A capacitor is charged by an 8V battery. When 1 C passes through the capacitor, it goes through the first plate with 8 J  and comes out of the second plate with 0 J. Does this mean that if we connect a voltmeter to the capacitor it will read a potential difference of 8 V just because of 1 C of charg

I smell confusion. Let's clear a few things up and see if it helps. First note that it's a bit misleading to say a coulomb of charge goes "through" the capacitor. Rather, a coulomb goes in one side and a different coulomb comes out the other side. Second, the voltage on the capacitor will build up gradually as more charge goes "through". If it really does come to 8 volts after 1 coulomb, then it must have been a 1/8 farad capacitor. (You didn't mention that so I have to hope you realize it matters.) Third, if you imagine connecting an ideal constant voltage supply (8 V say) to an ideal capacitor, there's a paradox. Because the power supply gives 8 V, every coulomb that leaves the supply takes 8 joules with it. If it's charging a 1/8 F capacitor, 1 coulomb leaves, and with it 8 joules. The voltage on the capacitor only builds up gradually as it charges. The energy it ends up storing is less than 8 V * 1 C = 8 J. In fact it's half that. Thus the idealized situation can't be physically realizable. In reality the current missing 4 J of energy will go into either heating of the wires leading to the capacitor or radio waves from the sudden current pulse.

When the capacitor is fully charged (ideally) no more current flows. With no current flow, the voltmeter will read the full voltage of the source. This assumes an ideal voltmeter with infinite impedance. In real life, any voltmeter will ever so slightly drain some current, gradually reducing the voltage a bit below 8 volts.

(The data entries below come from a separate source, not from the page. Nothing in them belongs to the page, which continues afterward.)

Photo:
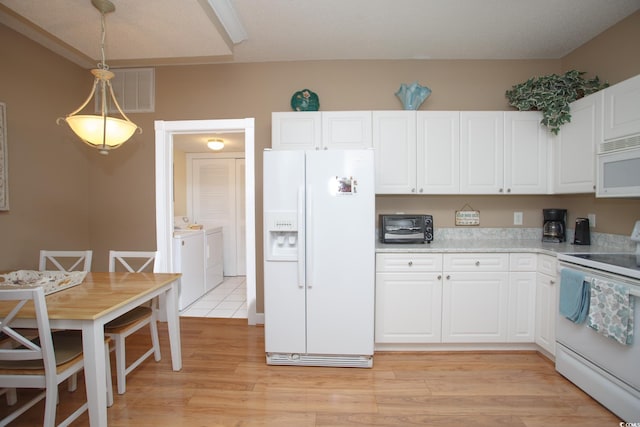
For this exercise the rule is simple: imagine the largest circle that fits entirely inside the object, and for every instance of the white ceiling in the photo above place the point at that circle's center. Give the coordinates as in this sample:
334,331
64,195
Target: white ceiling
147,33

When we connect the capacitor to the battery, charge gets stored in the capacitor, which is the form of energy stored in the capacitor. Since no resistor is connected to the capacitor, the capacitor gets instantly charged. This work is actually converted into energy which is stored.This energy gives rise to potential difference

Electronic technician for lo these many years. This explanation ignores all inconvient realities. If the capacitor alone (no resistance) is left connected to the battery after it has reached full charge, it will stop conducting current and act as an open circuit. An ammeter in the circuit will show first the full current capacity of the battery and then fall off to zero. A volt meter will measure 1st no voltage and then rise to the full voltage of the battery. If, at this time, the battery is disconnected from the capacitor the cap will read the full voltage of the battery as well. (Remember, no inconvient realities.) The coulombs in the circuit will be at maximum when the current is max and the voltage is 0. At full charge there will be no amps therefore no coulombs. The missing realities: There will be some resistance. There could be some leakage through the capacitor resulting in some current after it's charged. The battery will likely be at less than rated voltage. The capacitor probably won't charge to the full voltage supplied anyway. There are probably more that I'm not thinking of because of my brain, one of my inconvient realities.